# Tower Traxx



## CRAZYCRACKAZ71 (Oct 8, 2011)

Me and my Boys are planning a big ride to Tower Traxx in Flucker louisiana. Trying to get alot of people to go. so far we have 8 people and we are making it a weekend ride. Nice and good bbq cooked by me and ice cold budlight! want to see if some of my family mimb members are willing to come. i will let everyone know a date on when we will go still in the makings. waiting to get my motor back on ma bike with the after market drive shafts. so it will be sometime after that and prolly in april r march when time changes.


----------



## southernbrute750 (Jul 5, 2011)

To bad the bike isn't up and running. Trying to make a ride Saturday. All day and night.


----------



## CRAZYCRACKAZ71 (Oct 8, 2011)

if it was up and running id forsure b there this weekend with u


----------



## wmredneck (Dec 6, 2011)

I'd be willin to make the drive down there. Just give me a week or two ahead of time. 






Wishing I was home instead of on the road using TapTalk


----------



## CRAZYCRACKAZ71 (Oct 8, 2011)

Sure will wmredneck I'll let u know 3 weeks in advance


I rather be riding rack deep then using TAPATALK on my iPhone 4


----------



## CRAZYCRACKAZ71 (Oct 8, 2011)

bikes up and running ma friends we ready to ride we planning a trip right now prolly mid march 16-18. what yall think


----------



## brutelaws29.5 (Apr 10, 2011)

:haha::haha:the rancher will be ready son........


----------



## CRAZYCRACKAZ71 (Oct 8, 2011)

lets go mike! im Down, Ma rancher wont be done by then but the big boys ready!


----------



## Bckmaster2006 (Feb 3, 2012)

I'll be there, hell I live next door, let me know when, I'm looking for some new people to ride with!


----------



## brutelaws29.5 (Apr 10, 2011)

ill let you try to follow me then we will see what that Suzuki can do


----------



## CRAZYCRACKAZ71 (Oct 8, 2011)

10-4 ma friend, mike we got a new rider son!


----------



## CRAZYCRACKAZ71 (Oct 8, 2011)

i gotcha son. even with 28s, lol. waiting for ma 31 outlaws and its on


----------



## brutelaws29.5 (Apr 10, 2011)

whos the fresh meat??????


----------



## CRAZYCRACKAZ71 (Oct 8, 2011)

one of ma boys has a rancher like urs just bone stock with jets and 28 outlaws. he dk what hes doing so he gunna get his butt stuck hahahahaha!


----------



## brutelaws29.5 (Apr 10, 2011)

he will only get stuck cuz he wont be able to turn those laws without a GR I've seen it too many times even if he dont know much he will still get by pretty good but definatly needs a gear reuction...


----------



## CRAZYCRACKAZ71 (Oct 8, 2011)

i kno i told him that to, he said over time he will but hopefully it will make something. our plan was we sending him in the hole first.


----------



## brutelaws29.5 (Apr 10, 2011)

:friday:bring a strap lmao


----------



## CRAZYCRACKAZ71 (Oct 8, 2011)

got 2 of them bro plush ma winch


----------



## Bruteforce10 (Jun 25, 2010)

haha yall aint ready for what i got up my sleeve!!!


----------



## CRAZYCRACKAZ71 (Oct 8, 2011)

going out there 16-18th planned it just now. u commin mike?


----------



## Bruteforce10 (Jun 25, 2010)

Hey mike ill make you a deal.
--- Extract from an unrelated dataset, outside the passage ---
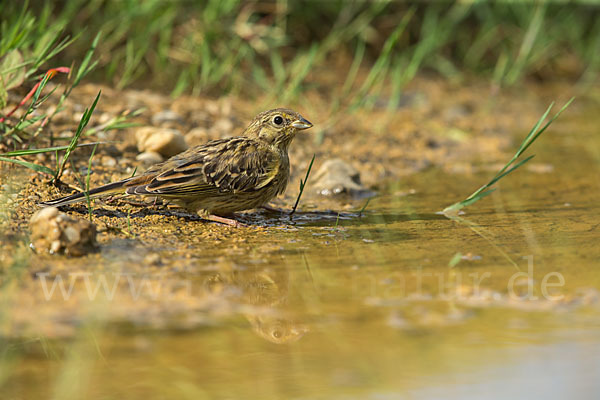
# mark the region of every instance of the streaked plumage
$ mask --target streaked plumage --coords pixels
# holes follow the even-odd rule
[[[265,111],[242,136],[192,147],[140,176],[92,189],[90,197],[116,193],[158,196],[205,218],[237,225],[222,216],[260,207],[285,191],[289,145],[299,130],[311,126],[292,110]],[[42,204],[60,207],[84,200],[84,193],[77,193]]]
If you let me ride one of the bikes ill drive and pay for all the gas....:33:


----------



## CRAZYCRACKAZ71 (Oct 8, 2011)

thats a deal there lmao! mike id take it!!:haha:


----------



## brutelaws29.5 (Apr 10, 2011)

:rockn:sounds like a deal but theres a catch if ash wants to ride shes got first dibs on da bike moneys not a problem


----------



## CRAZYCRACKAZ71 (Oct 8, 2011)

O yea it's planned just needa know who's comming forsure so ican call them


I rather be riding rack deep then using TAPATALK on my iPhone 4


----------



## Bckmaster2006 (Feb 3, 2012)

Hey crazy I read you had new tires on order, what are you gonna do with those silverbacks? They would go nicely on my Polaris!! If your interested in selling them get back at me. I live right In greensburg/Fulker so I can meet you.


----------



## Bruteforce10 (Jun 25, 2010)

brutelaws29.5 said:


> :rockn:sounds like a deal but theres a catch if ash wants to ride shes got first dibs on da bike moneys not a problem


Aw cmon mike.....I'll settle for the 90 and be the beer bus but if thats the case you would have to pay half the gas lol. :fart:


----------



## CRAZYCRACKAZ71 (Oct 8, 2011)

Bruteforce10 said:


> Aw cmon mike.....I'll settle for the 90 and be the beer bus but if thats the case you would have to pay half the gas lol. :fart:


lol hope yall can make it with us out there


----------



## brutelaws29.5 (Apr 10, 2011)

that may be able to get arranged


----------



## CRAZYCRACKAZ71 (Oct 8, 2011)

Mike u got ma txt with the proces and stuff?


----------



## Bruteforce10 (Jun 25, 2010)

Why dont you all just come to Nats instead?


----------



## CRAZYCRACKAZ71 (Oct 8, 2011)

im doing both


----------



## brutelaws29.5 (Apr 10, 2011)

I cant get vacation that week Im screwed for that one


----------



## Bruteforce10 (Jun 25, 2010)

well mike since you cant go anywhere how bout you let me take your bikes to nats for you so that way at least they get to experience it!! Besides someone needs to break in those new OL2's the right way :33:


----------



## brutelaws29.5 (Apr 10, 2011)

they gonna be tested this weekend dont worry bout that


----------